I don’t disagree but how does that work exactly? When you hit the quota the query gets cancelled? That’s definitely already a feature of Redshift Spectrum with WLM. Does BigQuery offer something similar?
My first choice would be something like "this query will cost $13953, which exceeds your default cap of $100; please click the confirm button if you really want to run it". (The dollars could be CPU-minutes or whatever if you want to use resource based limits, which might play nicer with a free tier)
Edit: rereading, I think this is actually for non-interactive scripts, in which case yes it should just cancel the query
You can set the size limit for individual queries. Plus the custom quotas and everything.
Part of the problem is that the OP wrote a script with a loop. So say you set the limit to 50 GiB per query, but then write a script that runs a 49 GiB query 1000 times...
That type of batch process should be designed much more carefully to consider costs.
The article doesn't say anything about a loop, and the estimated usage by the Google responder makes it seem like the cost is from a single "SELECT *".
> I was doing historical evaluation for a few sites, so I was running a query for each month going back to 2016 for each site. I've done this before with no real issues, and if I knew the charges were rapidly exploding I'd have halted the script immediately - but instead it ran for 2 hours and the first notice I got was the CC charge.
So looks like a loop of ((6 * 12) + 2) * #sites iterations with a full table scan every time.
I've forgotten more Sql than most people ever learn. Time is also valuable and I make trade-offs. Should I spend hours (eg. $$$) to optimize or run a non-optimized query in the background for a different cost? Well, I didn't think the time/benefit/cost equation favored tuning, if I had known that I'd have spent time on tuning. If you offer something for "free" and then change the cost, and don't have any alerting mechanisms to inefficient queries, it's impossible to evaluate trade offs.

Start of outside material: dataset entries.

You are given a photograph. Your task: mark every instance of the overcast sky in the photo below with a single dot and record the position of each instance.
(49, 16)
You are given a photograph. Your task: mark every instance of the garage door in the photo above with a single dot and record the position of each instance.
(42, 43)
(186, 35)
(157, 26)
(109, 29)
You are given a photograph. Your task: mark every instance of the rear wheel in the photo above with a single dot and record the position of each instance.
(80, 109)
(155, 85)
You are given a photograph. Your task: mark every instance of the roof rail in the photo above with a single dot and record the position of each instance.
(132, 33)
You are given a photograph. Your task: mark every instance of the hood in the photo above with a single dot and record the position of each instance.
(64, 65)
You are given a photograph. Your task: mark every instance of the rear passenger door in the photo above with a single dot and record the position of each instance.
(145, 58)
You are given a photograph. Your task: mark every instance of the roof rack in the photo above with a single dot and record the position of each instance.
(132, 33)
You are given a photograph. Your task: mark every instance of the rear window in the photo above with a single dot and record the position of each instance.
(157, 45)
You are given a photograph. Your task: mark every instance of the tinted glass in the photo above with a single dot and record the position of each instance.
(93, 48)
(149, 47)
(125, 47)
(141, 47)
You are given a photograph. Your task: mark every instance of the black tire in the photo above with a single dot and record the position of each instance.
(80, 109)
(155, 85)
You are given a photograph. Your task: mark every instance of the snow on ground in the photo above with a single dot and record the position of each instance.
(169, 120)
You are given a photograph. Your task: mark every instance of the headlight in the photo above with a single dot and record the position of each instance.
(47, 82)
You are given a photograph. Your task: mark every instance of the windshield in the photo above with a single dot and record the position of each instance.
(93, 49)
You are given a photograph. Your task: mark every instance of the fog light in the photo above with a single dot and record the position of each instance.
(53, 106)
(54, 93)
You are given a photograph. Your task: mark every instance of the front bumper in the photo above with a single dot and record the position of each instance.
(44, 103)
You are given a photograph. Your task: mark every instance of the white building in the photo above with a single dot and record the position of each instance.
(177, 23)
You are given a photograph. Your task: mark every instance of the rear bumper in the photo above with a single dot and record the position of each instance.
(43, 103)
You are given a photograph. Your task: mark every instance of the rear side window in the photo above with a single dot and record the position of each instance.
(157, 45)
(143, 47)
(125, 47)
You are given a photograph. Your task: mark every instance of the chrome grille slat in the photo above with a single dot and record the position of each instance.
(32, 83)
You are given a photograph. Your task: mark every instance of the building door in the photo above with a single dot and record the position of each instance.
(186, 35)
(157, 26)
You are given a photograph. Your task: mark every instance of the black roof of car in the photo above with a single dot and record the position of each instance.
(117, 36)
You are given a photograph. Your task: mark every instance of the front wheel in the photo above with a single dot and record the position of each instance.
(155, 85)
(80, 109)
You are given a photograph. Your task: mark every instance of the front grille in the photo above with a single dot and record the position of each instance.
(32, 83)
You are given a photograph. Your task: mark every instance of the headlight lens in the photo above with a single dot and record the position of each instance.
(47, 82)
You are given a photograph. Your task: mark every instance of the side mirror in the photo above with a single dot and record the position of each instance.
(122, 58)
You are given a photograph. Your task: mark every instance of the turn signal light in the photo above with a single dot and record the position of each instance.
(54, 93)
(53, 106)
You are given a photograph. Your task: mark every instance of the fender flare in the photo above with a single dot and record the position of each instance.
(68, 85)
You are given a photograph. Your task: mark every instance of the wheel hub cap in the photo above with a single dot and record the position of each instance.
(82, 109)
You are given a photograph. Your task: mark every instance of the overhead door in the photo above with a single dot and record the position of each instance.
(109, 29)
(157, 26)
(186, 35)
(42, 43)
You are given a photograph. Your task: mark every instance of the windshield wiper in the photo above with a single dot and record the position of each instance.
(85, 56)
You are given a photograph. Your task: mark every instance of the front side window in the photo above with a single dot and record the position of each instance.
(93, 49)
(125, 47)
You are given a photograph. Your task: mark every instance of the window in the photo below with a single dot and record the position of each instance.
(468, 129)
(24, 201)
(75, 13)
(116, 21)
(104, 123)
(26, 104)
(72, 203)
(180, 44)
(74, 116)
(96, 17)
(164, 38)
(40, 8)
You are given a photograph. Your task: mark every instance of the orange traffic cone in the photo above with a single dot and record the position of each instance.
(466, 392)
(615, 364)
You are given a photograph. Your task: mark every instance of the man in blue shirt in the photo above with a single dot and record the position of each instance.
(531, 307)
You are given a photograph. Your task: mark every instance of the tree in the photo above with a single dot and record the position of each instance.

It's rarely interesting logic that makes it expensive. Because the per-query charge is not based on compute cycles but the amount of data scanned. This is sufficient:
`SELECT * FROM super_wide_table_with_lots_of_text
WHERE NOT filter_on_partitions_or_clusters`
Select * is dangerous because it's a column store. You really need to look at the schema and select only the things you want. And when exploring the data it's important to use sane limits and pull from a single partition.
The idea that Google would give away BigQuery for free if only people would write better SQL queries.